Urteil des LAG Düsseldorf, Az. 18 Sa 846/97

LArbG Düsseldorf (kläger, freistellung von der arbeit, treu und glauben, höhe, bag, zahlung, arbeitsgericht, inhalt, auslegung, entgelt)
Landesarbeitsgericht Düsseldorf, 18 Sa 846/97
Datum:
01.09.1997
Gericht:
Landesarbeitsgericht Düsseldorf
Spruchkörper:
18. Kammer
Entscheidungsart:
Urteil
Aktenzeichen:
18 Sa 846/97
Vorinstanz:
Arbeitsgericht Duisburg, 1 Ca 111/97
Schlagworte:
Vorschußzahlungen auf Urlaubsentgelt
Normen:
§§ 1, 11, 13 BUrlG
Sachgebiet:
Arbeitsrecht
Leitsätze:
Vorschußzahlungen auf Urlaubsentgelt sind zulässig. Eine Regelung im
Arbeitsvertrag, nach der mit der Vergütung ein fester monatlicher
Vorschuß auf das Urlaubsentgelt gezahlt wird, verstößt weder gegen
zwingende Bestimmungen des Urlaubsrechts noch ist sie aufgrund
allgemeiner rechtlicher Erwägungen unwirksam.
Tenor:
Die Berufung des Klägers gegen das Urteil des Arbeitsgerichts Duisburg
vom 06.05.1997 - 1 Ca 111/97 - wird kostenpflichtig zurückgewiesen.

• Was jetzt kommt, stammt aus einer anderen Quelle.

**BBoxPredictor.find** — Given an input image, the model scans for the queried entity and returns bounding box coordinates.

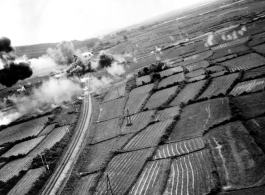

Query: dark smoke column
[0,37,33,87]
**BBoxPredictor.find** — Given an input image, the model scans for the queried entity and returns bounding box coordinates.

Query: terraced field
[121,110,155,134]
[160,66,183,77]
[169,98,232,142]
[98,98,125,121]
[207,121,265,189]
[158,73,185,89]
[129,159,171,195]
[230,78,265,96]
[145,86,178,109]
[0,116,48,145]
[153,137,205,160]
[104,83,125,102]
[123,119,172,151]
[164,150,217,194]
[92,118,121,143]
[170,80,207,106]
[79,134,133,173]
[136,75,151,86]
[95,148,154,195]
[185,61,210,72]
[126,84,154,114]
[155,106,180,120]
[199,73,239,99]
[1,136,45,158]
[8,167,46,195]
[53,1,265,195]
[222,53,265,72]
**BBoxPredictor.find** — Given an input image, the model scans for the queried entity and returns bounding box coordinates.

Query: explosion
[0,78,82,125]
[0,37,32,87]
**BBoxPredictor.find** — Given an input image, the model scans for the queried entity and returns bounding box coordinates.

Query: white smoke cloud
[88,51,126,77]
[47,41,75,65]
[0,59,4,69]
[0,78,82,125]
[85,76,114,93]
[106,62,125,77]
[0,111,21,125]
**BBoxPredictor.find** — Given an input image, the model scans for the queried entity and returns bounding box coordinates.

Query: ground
[0,0,265,195]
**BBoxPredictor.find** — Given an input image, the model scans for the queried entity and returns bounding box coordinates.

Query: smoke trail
[0,37,14,53]
[0,62,32,87]
[0,78,81,125]
[91,51,127,77]
[0,37,32,87]
[47,41,75,65]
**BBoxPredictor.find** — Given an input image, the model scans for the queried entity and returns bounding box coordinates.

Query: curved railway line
[41,92,92,195]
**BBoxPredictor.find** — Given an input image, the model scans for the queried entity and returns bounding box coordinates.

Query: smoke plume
[86,76,113,93]
[0,37,32,87]
[47,41,75,65]
[0,62,32,87]
[91,51,126,77]
[0,37,14,53]
[0,78,81,125]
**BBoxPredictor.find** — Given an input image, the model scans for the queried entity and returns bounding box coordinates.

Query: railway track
[41,92,92,195]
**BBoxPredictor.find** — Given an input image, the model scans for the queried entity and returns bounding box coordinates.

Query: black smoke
[98,53,114,69]
[0,62,32,87]
[0,37,32,87]
[0,37,14,53]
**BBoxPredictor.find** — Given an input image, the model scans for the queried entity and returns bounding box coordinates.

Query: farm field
[199,73,239,99]
[144,86,178,110]
[230,78,265,96]
[155,106,181,121]
[153,137,205,160]
[233,92,265,119]
[207,121,265,189]
[8,167,46,195]
[104,83,125,102]
[170,80,207,106]
[79,134,133,173]
[5,0,265,195]
[123,119,172,151]
[126,84,154,114]
[1,136,45,158]
[95,148,154,195]
[159,66,183,77]
[92,118,121,143]
[121,110,155,134]
[0,116,48,145]
[169,98,232,142]
[158,73,185,89]
[98,98,125,121]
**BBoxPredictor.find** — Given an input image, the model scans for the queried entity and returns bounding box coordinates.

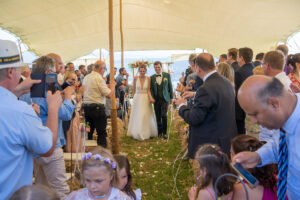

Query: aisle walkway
[120,129,194,200]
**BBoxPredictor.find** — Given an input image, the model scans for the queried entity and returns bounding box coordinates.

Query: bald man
[175,53,237,159]
[233,75,300,199]
[47,53,65,74]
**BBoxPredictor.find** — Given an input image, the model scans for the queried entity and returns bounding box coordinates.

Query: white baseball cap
[0,40,28,69]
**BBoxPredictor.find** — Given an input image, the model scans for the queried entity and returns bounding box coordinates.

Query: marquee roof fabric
[0,0,300,61]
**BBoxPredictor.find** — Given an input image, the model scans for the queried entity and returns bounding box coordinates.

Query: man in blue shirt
[32,56,75,199]
[0,40,62,199]
[233,75,300,199]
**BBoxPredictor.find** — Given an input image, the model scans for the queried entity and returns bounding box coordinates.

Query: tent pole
[18,41,24,62]
[108,0,119,154]
[120,0,124,68]
[99,48,102,60]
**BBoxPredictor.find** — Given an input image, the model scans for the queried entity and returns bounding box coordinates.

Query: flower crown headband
[82,152,117,169]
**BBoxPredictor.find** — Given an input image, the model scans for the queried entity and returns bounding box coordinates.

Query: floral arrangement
[128,60,152,69]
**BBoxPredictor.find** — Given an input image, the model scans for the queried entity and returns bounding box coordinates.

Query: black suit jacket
[234,63,254,120]
[179,72,237,158]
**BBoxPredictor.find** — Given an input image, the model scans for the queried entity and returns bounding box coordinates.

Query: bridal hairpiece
[82,152,117,169]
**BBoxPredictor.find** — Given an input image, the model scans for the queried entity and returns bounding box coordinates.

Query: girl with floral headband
[188,144,235,200]
[66,147,131,200]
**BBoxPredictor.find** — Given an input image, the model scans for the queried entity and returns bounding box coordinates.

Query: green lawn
[120,126,194,200]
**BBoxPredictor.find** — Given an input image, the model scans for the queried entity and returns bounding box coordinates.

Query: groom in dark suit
[175,53,237,159]
[150,61,173,139]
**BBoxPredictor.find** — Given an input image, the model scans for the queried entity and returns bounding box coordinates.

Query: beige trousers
[34,148,70,199]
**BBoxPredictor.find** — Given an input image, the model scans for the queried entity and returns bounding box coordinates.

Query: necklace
[89,187,111,199]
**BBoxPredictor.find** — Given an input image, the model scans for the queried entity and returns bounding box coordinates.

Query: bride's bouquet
[128,60,152,69]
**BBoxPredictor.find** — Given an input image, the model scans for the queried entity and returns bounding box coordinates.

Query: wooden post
[132,67,134,79]
[120,0,124,68]
[18,40,24,62]
[99,48,102,60]
[108,0,119,154]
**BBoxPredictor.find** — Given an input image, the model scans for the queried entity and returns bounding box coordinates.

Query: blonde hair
[252,65,265,75]
[20,65,30,74]
[82,147,121,188]
[218,63,234,85]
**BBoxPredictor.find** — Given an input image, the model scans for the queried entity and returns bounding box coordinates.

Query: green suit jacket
[150,72,173,103]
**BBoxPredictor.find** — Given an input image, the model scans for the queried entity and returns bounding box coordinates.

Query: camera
[231,163,259,188]
[30,73,58,98]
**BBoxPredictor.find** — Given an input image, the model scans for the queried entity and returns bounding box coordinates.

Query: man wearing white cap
[0,40,62,199]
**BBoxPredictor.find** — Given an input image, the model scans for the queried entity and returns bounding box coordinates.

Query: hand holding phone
[231,163,259,188]
[30,73,57,98]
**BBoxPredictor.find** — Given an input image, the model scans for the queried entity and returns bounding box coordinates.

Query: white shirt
[275,71,292,90]
[156,72,162,85]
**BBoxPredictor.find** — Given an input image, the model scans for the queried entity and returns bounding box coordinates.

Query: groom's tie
[277,128,288,200]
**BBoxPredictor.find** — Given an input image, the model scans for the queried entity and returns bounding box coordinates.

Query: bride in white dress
[127,65,157,140]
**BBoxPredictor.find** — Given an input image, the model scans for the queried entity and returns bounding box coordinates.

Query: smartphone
[30,73,46,98]
[30,73,57,98]
[231,163,259,188]
[45,74,57,97]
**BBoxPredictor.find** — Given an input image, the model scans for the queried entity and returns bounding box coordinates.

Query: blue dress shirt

Die Revision wird zugelassen.
T A T B E S T A N D
1
Die Parteien streiten im wesentlichen darüber, ob der Urlaubsentgeltanspruch des
Klägers durch monatliche Vorauszahlungen erfüllt ist.
2
Der Kläger war aufgrund des Arbeitsvertrages vom 16.03.1994 nebst Anhang vom
15.03.1994 in der Zeit vom 01.07.1994 bis zum 30.06.1995 als Lizenzfußballspieler bei
dem beklagten Verein tätig. In dem Arbeitsvertrag heißt es auszugsweise wie folgt:
3
§ 5 Vergütung des Spielers
4
Der Spieler erhält
5
1. ein monatliches Grundgehalt von DM 12.000,--
6
...
7
Die Bezüge des Spielers sind Bruttobezüge. ...
8
§ 7 Urlaub
9
Der Spieler hat Anspruch auf einen Jahresurlaub von 18 Werktagen. ...
10
§ 12 Sonstige Vereinbarungen
11
Die Punkteprämie wird zu Beginn der neuen Saison mit dem Vertreter der
Mannschaft vereinbart. ...
12
§ 13 Schlußbestimmungen
13
Die Unwirksamkeit einzelner Vertragsbestimmungen hat auf die Wirksamkeit des
Vertrages keinen Einfluß. ...
14
In dem Anhang zum Lizenzspielervertrag ist weiterhin geregelt:
15
Zu § 12 Sonstige Vereinbarungen
16
A. Mit der Zahlung des Grundgehaltes nach § 5 des Lizenzspielervertrages ist
ausdrücklich der Anspruch des Spielers auf Urlaubsvergütung gesichert.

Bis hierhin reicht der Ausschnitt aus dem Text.